In the event of the termination of this Agreement pursuant to this Section 8, this Agreement shall become null and void, except that no such termination shall relieve any breaching party from liability resulting from any breach by that party of this Agreement.
(i) “Affiliate” of a Person means (A) any other Person directly, or indirectly through one or more intermediaries, controlling, controlled by or under common control with such Person; (B) any officer, director, partner, employer, or direct or indirect beneficial owner of any 10% or greater equity or voting interest of such Person; or (C) any other Person for which a Person described in clause (B) acts in any such capacity.

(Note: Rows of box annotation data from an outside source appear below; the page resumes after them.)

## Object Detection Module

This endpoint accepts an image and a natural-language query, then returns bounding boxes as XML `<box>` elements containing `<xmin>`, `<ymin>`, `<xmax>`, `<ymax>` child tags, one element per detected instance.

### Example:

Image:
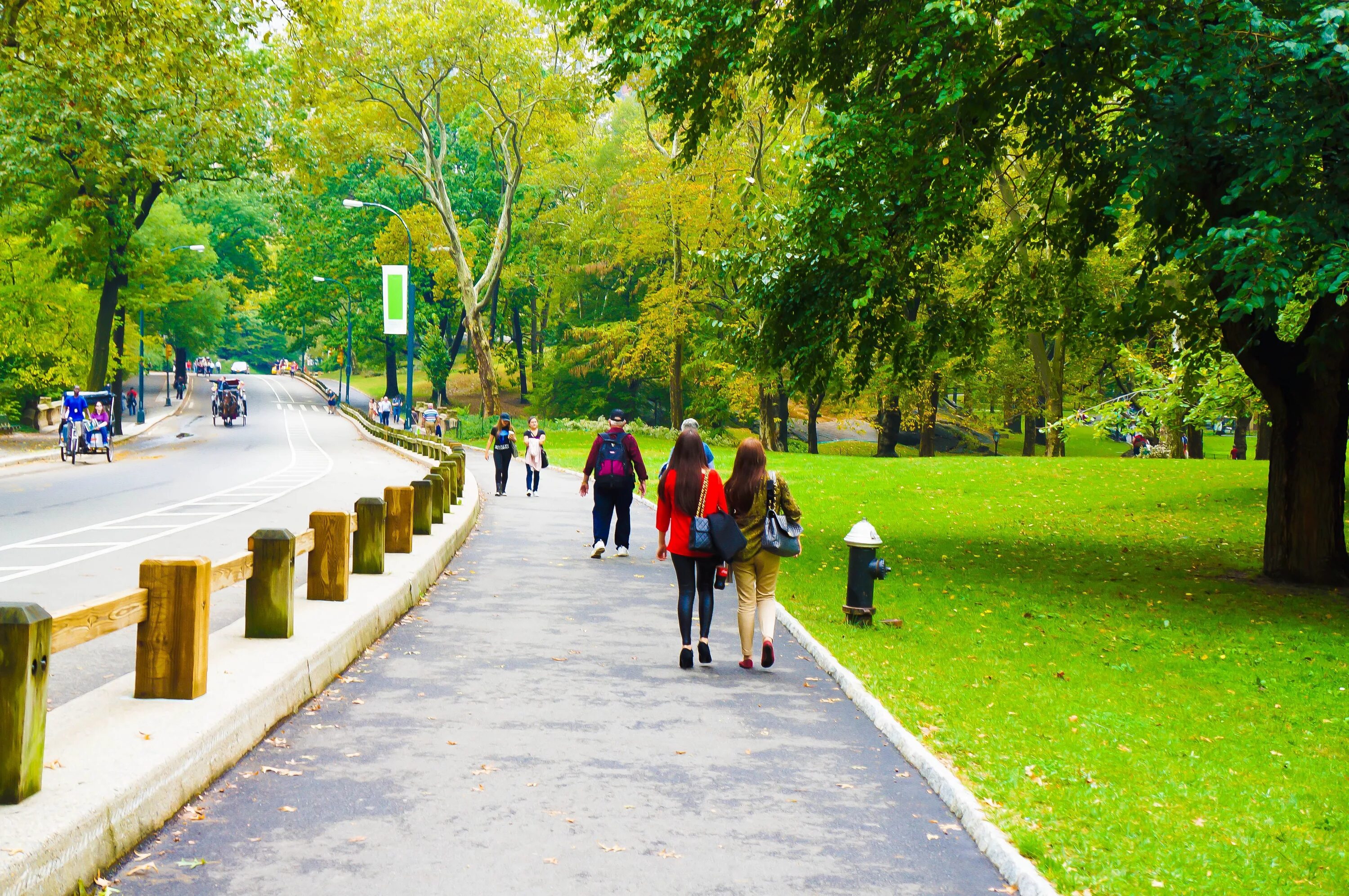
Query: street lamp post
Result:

(ii) “Commonwealth Parties” means, collectively, Commonwealth, Xx. Xxxxxx, Xx. Xxx and each of their respective Affiliates and “Commonwealth Party” means the one that applies in the circumstance.
(iii) “Company” means, collectively, the REIT, the Operating Partnership and their respective subsidiaries.
(iv) “Competitive Set” means (A) a hotel or hotel development opportunity that is located within the same Geographic Competitive Set as a hotel owned by the Company or in which the Company has an investment, (B) a hotel or hotel development opportunity that is within five miles of a suburban hotel owned by the Company or in which the Company has an investment or (C) any hotel or hotel development opportunity within one mile of a central business district in which the Company owns a hotel or has an investment in a hotel.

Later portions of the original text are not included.